A key investment vehicle of southern China's Zhuhai municipal government is on the verge of collapse after banks rejected an offer to restructure HK$4.49 billion (US$576 million) in debts, a report said Saturday.
Zhu Kwan Group, owned and controlled by the Zhuhai government, has reported liabilities of at least HK$6.34 billion, of which HK$4.49 billion is owed to 28 banks based mainly in Hong Kong, the South China Morning Post reported.
A dispute with creditors has placed its ability to raise finances in doubt. The banks have rejected an "insulting" offer to restructure its huge debts and have threatened to liquidate the firm, said the report.
Zhu Kwan boasts substantial interests in Zhuhai, one of China's five special economic zones, with 37 companies in China and 13 in Hong Kong and Macau including hotels, highways, bridges and tourism.
However, owing to its cash flow problems, many of the projects have been halted.
According to the Post, the firm does not have any business that generates major cash flow so it is unable to repay the outstanding loans.

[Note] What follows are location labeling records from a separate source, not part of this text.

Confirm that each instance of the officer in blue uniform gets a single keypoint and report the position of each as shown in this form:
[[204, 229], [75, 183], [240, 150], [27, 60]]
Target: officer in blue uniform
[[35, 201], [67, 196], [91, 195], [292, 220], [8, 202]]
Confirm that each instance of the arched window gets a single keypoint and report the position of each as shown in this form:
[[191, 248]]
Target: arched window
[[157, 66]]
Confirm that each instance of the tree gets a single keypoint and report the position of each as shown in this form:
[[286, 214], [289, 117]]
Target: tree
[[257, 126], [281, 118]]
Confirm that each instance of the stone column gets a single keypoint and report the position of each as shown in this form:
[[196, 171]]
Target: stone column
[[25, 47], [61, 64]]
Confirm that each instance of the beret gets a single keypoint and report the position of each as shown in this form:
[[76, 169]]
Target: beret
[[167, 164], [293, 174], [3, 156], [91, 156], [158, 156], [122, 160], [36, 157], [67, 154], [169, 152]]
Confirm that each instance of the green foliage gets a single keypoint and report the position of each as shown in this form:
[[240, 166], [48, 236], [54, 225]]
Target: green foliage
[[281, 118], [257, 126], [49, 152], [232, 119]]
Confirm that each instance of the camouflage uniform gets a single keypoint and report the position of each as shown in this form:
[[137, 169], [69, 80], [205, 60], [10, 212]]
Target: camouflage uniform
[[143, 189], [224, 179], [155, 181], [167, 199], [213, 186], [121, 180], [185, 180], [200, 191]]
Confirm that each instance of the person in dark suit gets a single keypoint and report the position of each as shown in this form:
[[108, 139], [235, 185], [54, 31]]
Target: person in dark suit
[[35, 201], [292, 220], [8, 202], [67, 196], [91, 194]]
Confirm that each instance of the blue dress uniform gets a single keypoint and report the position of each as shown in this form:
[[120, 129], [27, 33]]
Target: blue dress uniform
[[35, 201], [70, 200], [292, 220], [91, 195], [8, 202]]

Banks have refused to buy out the troubled company as this would only yield a return of some 18 percent on the loans and are also concerned that 41.23 million dollars appears to have gone msising, said the report.
In addition, the firms' liabilities have risen by HK$20 million due to "discrepancies in accounting standards."
"We think its disgraceful and insulting. Where did the money go?" a source close to the creditors told the Post.
Creditors are demanding full disclosure of assets and liabilities not included in management accounts.
Zhu Kwan first defaulted on its loan payments in 1998. In January the Zhuhai government put an offer for 2.2 billion yuan on the table.